[PATCH v4] blk-cgroup: Replace u64 sync with spinlock for iostat

From: boy . wu
Date: Thu Jul 18 2024 - 04:42:16 EST


From: Boy Wu <boy.wu@xxxxxxxxxxxx>

In 32bit SMP systems, if multiple CPUs call blkcg_print_stat,
it may cause blkcg_fill_root_iostats to have a concurrent problem
on the seqlock in u64_stats_update, which will cause a deadlock
on u64_stats_fetch_begin in blkcg_print_one_stat.

Thus, replace u64 sync with spinlock to protect iostat.

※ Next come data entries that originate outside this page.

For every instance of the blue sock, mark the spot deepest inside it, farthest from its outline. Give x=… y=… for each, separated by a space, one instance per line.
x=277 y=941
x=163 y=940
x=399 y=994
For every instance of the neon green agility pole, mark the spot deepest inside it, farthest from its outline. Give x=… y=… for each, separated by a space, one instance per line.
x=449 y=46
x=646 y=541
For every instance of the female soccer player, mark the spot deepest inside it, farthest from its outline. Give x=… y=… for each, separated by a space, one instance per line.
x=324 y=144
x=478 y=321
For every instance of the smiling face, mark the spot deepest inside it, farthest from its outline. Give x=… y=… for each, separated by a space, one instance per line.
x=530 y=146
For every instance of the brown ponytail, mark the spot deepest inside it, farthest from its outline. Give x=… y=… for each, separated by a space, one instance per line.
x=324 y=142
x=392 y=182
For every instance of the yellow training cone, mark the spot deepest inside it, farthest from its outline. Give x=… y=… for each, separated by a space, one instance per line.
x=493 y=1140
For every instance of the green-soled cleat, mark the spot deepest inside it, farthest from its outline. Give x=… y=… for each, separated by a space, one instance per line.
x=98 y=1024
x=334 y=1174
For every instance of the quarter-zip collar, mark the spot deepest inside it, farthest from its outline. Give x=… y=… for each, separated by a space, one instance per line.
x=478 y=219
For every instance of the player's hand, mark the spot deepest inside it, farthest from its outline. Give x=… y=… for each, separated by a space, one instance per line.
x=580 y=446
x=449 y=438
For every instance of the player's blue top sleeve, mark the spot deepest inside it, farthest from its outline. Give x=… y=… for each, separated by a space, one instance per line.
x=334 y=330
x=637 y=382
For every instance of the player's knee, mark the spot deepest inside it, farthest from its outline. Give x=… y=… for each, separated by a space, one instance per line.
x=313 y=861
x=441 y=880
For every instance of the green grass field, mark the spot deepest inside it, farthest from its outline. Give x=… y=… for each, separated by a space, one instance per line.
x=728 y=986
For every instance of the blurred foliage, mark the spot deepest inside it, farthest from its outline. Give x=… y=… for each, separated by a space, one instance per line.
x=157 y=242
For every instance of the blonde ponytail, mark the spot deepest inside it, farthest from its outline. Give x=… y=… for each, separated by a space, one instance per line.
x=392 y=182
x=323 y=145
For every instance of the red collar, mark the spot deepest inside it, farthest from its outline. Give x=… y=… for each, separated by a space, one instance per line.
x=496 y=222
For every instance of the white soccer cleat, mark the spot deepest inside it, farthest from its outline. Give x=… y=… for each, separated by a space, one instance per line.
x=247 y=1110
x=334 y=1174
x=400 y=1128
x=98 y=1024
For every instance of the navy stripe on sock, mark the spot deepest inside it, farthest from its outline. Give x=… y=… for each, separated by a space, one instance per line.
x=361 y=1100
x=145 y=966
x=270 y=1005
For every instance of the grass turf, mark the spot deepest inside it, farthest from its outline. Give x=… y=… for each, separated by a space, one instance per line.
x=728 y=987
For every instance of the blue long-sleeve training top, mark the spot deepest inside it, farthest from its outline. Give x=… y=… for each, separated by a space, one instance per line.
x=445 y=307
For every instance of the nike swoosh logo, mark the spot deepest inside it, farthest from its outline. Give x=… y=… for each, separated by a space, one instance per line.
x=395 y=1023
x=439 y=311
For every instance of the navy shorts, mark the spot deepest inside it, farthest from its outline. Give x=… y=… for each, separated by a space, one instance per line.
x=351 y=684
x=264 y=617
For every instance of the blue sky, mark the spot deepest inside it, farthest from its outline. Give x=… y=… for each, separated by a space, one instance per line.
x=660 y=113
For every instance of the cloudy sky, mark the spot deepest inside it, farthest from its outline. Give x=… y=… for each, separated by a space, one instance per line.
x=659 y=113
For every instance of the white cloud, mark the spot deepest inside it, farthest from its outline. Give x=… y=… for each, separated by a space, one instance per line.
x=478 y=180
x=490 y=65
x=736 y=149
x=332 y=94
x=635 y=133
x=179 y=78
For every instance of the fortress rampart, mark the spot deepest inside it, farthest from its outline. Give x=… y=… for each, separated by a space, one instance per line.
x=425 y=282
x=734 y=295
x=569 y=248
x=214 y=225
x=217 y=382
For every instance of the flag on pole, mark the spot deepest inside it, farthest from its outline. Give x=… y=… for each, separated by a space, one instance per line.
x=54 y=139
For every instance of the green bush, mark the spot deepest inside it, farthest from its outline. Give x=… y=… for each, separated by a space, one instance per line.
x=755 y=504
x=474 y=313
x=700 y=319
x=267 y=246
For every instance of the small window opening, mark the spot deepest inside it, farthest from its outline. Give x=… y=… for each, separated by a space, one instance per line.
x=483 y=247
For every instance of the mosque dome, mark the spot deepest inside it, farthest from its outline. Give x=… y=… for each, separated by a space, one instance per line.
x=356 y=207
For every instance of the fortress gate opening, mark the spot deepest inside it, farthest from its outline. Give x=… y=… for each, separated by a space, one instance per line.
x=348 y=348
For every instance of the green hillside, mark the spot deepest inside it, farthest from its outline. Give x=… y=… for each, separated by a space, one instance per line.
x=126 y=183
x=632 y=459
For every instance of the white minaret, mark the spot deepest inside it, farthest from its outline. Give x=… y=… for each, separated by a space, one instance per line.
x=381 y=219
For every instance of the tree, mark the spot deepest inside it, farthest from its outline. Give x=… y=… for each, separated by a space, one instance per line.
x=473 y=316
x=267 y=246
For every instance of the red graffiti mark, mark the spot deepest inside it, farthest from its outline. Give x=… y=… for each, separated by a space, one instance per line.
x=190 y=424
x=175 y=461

Fixes: ef45fe470e1e ("blk-cgroup: show global disk stats in root cgroup io.stat")
Signed-off-by: Boy Wu <boy.wu@xxxxxxxxxxxx>
---
Change in v2:
- update commit message
- Remove u64_sync
- Replace spin_lock_irq with guard statement
- Replace blkg->q->queue_lock with blkg_stat_lock
Change in v3:
- update commit message
- Add spinlock in blkg_iostat_set structure
- Replace all u64_sync with spinlock for iostat
- Replace blkg_stat_lock with iostat.spinlock
Change in v4:
- update commit message
- Remove spinlock in blkg_iostat_set structure
- Replace iostat.spinlock with blkg_stat_lock
- Add 32-bit systems only define
---
block/blk-cgroup.c | 34 +++++++++++++---------------------
1 file changed, 13 insertions(+), 21 deletions(-)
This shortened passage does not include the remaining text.